The TIF went into effect in 2019 and expires in 2042, so Inspired will not have to pay higher taxes based on the value it creates for another 17 years. Any increase in tax revenue — say from Bell Works Chicagoland residences or from rising property values around the project — will service the infrastructure and improvement debt that the village of Hoffman Estates incurs related to the project, according to Valbridge Property Advisors, which appraised the property.  

“It’s estimated that the TIF will fund around 30% of the total project cost after complete buildout,” Kramer said. Zucker added of the village of Hoffman Estates: “From the beginning, they turned out to be an enthusiastic partner to work with, and they’ve always kept their focus on the goal, creating a TIF and aggressively promoting our project.”

Phase 2 Expansion Will Grow Bell Works Chicagoland 

Zucker soon will have more space to flesh out. Inspired broke ground this summer on Bell Works Chicagoland’s west side, a mirror expansion of the east side that will connect to and expand the main street-style interior corridor begun in Phase 1 and add 430,000 square feet of office, Zucker said, including about 35,000 square feet of what he calls “ready-to-wear” furnished office suites. Among the amenities will be a rooftop bar, a cafe and 70,000 square feet of new retail. Many retail, office and restaurant spaces in Phase 2 will be ready for occupancy by late 2026, he said. 

Bell Works Chicagoland’s Phase 2 will include 430,000 square feet of office and 70,000 square feet of retail.

Bell Works Chicagoland’s Phase 2 will include 430,000 square feet of office and 70,000 square feet of retail. Photo courtesy of Bell Works Chicagoland

Why Chicago Embraced the Metroburb Redevelopment Model 

As Zucker was considering expansion into the Chicago area, he was encouraged by the mixed-use remake of the city’s landmark nine-story, 2.5 million-square-foot Old Post Office. Now home to corporate offices for Walgreens, PepsiCo, Ferrara Candy Co. and Uber, plus numerous restaurants and retailers, the project signaled a strong local appetite for adaptive reuse. “It showed me the Chicago area was willing to embrace new approaches,” he said.  

But lenders, many saddled with debt from the office downturn, initially were skeptical of Bell Works Chicagoland, he said. They slowly bought in, however, convinced that today’s office workers are drawn to “walkable and amenity-rich destinations that allow them to integrate their work and personal lives seamlessly.”  

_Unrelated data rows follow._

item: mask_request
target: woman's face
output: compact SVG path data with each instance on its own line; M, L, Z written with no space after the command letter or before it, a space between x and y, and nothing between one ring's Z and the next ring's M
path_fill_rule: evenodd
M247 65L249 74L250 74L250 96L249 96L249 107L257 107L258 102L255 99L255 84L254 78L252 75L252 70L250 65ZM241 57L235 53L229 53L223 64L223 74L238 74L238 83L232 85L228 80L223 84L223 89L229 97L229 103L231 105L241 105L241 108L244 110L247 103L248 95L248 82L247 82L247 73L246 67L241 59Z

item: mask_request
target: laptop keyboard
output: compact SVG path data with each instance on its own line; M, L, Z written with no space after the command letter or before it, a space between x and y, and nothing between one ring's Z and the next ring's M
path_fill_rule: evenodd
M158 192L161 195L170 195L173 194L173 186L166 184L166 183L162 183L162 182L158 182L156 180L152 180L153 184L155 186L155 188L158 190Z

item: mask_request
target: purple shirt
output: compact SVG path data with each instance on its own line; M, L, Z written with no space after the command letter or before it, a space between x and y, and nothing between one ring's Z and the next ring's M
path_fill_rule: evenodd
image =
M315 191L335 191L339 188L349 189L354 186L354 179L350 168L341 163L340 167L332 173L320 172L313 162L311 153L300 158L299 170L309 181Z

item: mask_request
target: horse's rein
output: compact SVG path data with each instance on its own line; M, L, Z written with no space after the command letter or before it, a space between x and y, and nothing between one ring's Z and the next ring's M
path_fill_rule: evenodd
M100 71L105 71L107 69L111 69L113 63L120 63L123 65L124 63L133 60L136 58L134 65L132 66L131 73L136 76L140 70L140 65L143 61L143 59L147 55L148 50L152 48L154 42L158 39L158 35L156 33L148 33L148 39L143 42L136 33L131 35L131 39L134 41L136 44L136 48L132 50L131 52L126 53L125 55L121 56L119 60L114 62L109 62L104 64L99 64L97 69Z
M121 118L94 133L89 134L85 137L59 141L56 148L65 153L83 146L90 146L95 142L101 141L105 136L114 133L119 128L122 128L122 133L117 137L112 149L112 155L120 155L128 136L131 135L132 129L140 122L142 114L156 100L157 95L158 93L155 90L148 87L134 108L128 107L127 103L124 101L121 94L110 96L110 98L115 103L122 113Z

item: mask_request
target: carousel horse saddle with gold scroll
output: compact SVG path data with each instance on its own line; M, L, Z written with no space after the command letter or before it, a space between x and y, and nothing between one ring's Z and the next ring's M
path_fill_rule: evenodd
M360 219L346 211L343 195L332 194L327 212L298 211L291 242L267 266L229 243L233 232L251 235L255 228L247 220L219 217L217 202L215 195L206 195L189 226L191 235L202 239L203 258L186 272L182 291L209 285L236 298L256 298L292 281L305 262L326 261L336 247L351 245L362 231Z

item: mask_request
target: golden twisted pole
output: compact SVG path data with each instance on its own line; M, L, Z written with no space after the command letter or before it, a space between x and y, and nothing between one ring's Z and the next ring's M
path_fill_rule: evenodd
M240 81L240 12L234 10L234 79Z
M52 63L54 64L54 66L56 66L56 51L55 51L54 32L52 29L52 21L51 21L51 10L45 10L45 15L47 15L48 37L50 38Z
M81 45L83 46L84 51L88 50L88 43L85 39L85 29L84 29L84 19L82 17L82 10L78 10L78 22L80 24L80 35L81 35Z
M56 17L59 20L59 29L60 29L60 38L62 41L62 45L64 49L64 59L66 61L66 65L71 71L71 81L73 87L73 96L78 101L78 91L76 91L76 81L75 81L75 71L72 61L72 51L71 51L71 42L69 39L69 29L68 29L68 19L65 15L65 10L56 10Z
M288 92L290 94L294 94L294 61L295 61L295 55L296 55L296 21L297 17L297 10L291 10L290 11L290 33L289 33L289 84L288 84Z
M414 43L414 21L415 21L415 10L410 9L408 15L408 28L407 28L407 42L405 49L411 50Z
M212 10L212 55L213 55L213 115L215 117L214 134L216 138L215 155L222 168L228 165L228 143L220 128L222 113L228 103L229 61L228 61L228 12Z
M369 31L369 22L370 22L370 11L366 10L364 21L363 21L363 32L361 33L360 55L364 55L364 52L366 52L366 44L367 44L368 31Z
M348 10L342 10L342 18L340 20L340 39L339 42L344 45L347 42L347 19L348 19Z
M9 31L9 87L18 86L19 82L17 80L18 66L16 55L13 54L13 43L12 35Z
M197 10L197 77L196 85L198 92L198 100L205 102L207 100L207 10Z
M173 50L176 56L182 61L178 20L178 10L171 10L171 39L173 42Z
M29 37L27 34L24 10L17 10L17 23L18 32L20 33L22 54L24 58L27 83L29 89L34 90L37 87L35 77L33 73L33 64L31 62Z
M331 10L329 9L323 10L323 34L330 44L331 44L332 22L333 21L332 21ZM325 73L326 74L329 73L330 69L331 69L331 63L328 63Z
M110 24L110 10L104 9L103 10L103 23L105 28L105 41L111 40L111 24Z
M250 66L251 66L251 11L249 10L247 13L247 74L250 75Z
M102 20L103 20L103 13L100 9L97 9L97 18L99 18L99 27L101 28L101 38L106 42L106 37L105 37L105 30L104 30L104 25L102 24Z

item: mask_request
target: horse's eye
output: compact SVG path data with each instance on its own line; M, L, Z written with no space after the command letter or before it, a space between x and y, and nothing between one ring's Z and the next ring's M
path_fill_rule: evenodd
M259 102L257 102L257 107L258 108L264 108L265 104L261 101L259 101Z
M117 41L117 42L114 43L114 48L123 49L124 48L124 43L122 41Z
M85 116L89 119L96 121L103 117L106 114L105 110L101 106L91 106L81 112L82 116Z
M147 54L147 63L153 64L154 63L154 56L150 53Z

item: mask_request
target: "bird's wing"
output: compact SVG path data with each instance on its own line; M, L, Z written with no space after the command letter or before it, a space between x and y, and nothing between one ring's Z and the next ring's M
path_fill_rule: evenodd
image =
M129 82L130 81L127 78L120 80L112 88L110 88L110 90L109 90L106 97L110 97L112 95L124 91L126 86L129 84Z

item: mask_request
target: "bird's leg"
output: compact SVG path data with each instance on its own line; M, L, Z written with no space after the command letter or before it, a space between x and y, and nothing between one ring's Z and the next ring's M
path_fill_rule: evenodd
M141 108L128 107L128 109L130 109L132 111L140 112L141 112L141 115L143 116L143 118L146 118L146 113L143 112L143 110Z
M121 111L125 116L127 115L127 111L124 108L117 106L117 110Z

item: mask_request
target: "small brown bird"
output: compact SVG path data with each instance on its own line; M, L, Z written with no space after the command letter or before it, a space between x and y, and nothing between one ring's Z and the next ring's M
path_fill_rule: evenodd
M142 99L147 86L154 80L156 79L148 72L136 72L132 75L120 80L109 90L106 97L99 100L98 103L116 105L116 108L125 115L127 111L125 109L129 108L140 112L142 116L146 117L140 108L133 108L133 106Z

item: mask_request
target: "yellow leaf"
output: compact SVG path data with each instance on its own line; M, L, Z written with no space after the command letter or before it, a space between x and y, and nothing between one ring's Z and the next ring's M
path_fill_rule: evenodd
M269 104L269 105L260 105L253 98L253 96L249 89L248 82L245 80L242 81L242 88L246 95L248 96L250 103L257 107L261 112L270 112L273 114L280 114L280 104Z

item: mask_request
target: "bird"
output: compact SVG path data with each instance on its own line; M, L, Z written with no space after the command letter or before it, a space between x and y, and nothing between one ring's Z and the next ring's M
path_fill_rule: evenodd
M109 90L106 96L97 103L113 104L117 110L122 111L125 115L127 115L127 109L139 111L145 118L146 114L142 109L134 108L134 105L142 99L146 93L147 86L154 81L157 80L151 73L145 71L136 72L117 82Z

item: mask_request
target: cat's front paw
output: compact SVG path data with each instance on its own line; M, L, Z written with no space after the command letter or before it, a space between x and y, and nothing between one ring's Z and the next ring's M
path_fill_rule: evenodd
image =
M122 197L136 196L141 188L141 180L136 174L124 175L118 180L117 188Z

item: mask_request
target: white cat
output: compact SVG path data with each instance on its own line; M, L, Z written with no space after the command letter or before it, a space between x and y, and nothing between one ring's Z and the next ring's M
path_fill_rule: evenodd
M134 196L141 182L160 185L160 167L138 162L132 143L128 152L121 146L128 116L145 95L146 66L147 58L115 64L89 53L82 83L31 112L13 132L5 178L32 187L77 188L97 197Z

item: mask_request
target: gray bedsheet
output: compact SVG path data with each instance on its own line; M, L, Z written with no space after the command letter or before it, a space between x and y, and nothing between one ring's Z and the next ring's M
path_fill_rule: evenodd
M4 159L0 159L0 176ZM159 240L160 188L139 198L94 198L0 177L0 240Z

The brokerage community caught on, too. “They’ve been good to us because they realize we have a winning project,” Zucker said. “Before, we had to help people imagine what this place could be. Now, they can see it in action: a place where people work, dine, shop, play, connect and innovate.”

On the Horizon: Tinton Falls Will Become the Third Metroburb 

While there are other existing structures across the U.S. where a metroburb might work, “not many have the right bones or the right locations,” Zucker explained. One that does is about 10 miles from the Holmdel campus, in Tinton Falls, New Jersey, where Inspired purchased Commvault’s headquarters in January. The data-protection company, which once occupied the full 276,900 square feet, will lease back approximately 75,000, meaning the nation’s third metroburb will be a quarter leased before redevelopment even begins.